Giời Markets, or Trời (Sun) Markets, is the name of the site of the Hoa Binh Fair, Hanoi, Việt Nam. This is where a full range of trade goods are sold, from the smallest such as nails and batteries to large items such as motors, electronic goods and refrigeration equipment.

History
According to some sources, the Giời market was established around 1954 or 1955. At that time many people were evacuating to the south of Việt Nam and needed to sell the family goods that they could not take with them. As a number of people had lived here for a long time, it was called "Giời Markets" from the period 1975–1986. When you wanted to buy goods you needed to order them.
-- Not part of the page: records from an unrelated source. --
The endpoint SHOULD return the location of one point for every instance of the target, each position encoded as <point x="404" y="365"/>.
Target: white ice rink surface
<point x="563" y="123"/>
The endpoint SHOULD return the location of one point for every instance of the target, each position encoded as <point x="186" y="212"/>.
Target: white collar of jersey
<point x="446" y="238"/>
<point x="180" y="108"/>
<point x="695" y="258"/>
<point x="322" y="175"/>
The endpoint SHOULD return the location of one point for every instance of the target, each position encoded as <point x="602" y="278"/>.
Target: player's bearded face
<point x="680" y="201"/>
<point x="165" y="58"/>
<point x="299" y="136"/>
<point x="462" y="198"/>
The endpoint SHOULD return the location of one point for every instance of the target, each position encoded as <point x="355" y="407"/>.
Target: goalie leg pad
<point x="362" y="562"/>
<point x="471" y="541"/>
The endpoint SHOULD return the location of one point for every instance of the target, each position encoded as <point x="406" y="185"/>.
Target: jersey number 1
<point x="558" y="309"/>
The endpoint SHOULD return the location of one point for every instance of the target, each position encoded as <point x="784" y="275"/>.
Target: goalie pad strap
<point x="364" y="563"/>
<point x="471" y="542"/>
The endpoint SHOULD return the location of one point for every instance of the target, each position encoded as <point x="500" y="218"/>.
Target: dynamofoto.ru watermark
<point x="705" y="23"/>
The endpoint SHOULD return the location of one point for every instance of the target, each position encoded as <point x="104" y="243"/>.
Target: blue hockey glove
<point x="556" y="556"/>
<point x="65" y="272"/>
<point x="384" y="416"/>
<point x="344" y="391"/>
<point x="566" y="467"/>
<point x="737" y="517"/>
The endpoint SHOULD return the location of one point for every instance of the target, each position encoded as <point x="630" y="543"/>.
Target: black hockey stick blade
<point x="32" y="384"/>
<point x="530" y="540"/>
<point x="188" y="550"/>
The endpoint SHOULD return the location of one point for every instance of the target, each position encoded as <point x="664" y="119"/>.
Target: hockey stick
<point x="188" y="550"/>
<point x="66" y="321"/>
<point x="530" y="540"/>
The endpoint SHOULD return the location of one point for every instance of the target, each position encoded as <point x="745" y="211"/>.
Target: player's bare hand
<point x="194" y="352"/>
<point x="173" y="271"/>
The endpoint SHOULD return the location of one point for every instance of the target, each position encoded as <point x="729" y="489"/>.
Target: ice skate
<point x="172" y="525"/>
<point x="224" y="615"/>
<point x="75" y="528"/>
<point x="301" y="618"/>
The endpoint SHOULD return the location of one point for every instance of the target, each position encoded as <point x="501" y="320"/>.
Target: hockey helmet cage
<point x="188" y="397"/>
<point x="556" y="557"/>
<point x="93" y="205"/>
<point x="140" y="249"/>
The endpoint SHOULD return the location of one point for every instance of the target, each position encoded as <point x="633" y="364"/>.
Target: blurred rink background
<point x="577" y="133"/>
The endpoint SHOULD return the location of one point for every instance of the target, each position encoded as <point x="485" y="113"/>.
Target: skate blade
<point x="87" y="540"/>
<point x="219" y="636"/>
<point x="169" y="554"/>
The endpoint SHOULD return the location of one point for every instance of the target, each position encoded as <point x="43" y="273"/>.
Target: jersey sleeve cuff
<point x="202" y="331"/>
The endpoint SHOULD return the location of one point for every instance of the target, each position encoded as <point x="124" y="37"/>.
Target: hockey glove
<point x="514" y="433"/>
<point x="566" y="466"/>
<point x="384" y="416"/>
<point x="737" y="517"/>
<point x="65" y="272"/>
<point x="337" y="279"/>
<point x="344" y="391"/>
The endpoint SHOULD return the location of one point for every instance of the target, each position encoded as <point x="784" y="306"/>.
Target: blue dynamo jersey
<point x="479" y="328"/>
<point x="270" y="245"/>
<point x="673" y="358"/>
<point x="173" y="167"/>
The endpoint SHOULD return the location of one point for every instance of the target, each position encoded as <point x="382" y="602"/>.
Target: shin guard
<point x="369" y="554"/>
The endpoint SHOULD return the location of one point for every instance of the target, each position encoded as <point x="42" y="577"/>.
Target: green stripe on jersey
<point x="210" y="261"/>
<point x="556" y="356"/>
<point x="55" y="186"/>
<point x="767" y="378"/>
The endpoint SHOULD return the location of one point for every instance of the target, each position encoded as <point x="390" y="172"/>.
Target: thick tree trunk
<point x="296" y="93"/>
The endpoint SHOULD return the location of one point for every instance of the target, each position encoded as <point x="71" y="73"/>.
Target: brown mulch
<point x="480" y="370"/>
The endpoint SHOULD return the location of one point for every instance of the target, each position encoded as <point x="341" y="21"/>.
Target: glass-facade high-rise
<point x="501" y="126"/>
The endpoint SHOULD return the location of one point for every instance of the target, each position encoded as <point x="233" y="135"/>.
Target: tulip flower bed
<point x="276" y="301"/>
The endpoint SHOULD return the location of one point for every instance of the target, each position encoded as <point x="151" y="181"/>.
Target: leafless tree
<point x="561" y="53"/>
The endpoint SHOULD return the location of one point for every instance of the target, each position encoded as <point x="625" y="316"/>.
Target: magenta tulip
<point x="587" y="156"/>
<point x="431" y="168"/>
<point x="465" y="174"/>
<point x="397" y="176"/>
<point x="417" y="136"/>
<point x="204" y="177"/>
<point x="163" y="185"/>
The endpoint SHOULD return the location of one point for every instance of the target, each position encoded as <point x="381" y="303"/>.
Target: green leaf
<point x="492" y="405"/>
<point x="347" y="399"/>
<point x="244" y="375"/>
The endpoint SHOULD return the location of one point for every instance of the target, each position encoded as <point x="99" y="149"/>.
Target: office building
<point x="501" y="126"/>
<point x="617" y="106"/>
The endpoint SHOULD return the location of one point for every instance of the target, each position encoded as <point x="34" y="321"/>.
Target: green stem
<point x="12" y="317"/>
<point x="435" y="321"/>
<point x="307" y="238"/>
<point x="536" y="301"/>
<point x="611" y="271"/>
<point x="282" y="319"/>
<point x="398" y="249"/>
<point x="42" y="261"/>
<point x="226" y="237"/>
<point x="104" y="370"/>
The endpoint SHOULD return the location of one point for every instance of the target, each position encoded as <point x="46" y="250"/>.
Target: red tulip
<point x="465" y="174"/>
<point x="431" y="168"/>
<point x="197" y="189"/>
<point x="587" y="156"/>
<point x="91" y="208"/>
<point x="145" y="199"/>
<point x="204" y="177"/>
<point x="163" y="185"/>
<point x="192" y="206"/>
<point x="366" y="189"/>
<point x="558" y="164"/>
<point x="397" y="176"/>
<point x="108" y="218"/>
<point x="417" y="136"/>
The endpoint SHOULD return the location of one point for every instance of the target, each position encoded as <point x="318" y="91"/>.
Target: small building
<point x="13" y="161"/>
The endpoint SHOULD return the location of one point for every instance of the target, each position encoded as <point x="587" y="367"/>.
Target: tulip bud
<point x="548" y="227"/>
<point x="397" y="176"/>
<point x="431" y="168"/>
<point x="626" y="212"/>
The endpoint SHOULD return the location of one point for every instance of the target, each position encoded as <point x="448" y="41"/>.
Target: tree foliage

Traders from state-owned stores also took part, some goods were stolen and displayed on the pavement, a market place without roofs, i.e. Giời market.

Location
The Giời Market still occupies the same location as the original market did. This included Thinh Yen Street and part of Đồng Nhân Street, Tran Cao Van Street, Temple and King Alleys. Goods are auctioned and buyers can watch and wait before bidding for any item.

More information
It used to be said that in Hanoi, if something was stolen from you (such as the spare parts of motorcycles and cars, all electric goods, appliances, etc.), you could go to the market to repurchase the item that you had just lost. There was a time, in Giời market, when people could also purchase the plate numbers of automobiles and motorcycles, but the police promptly put a stop to this.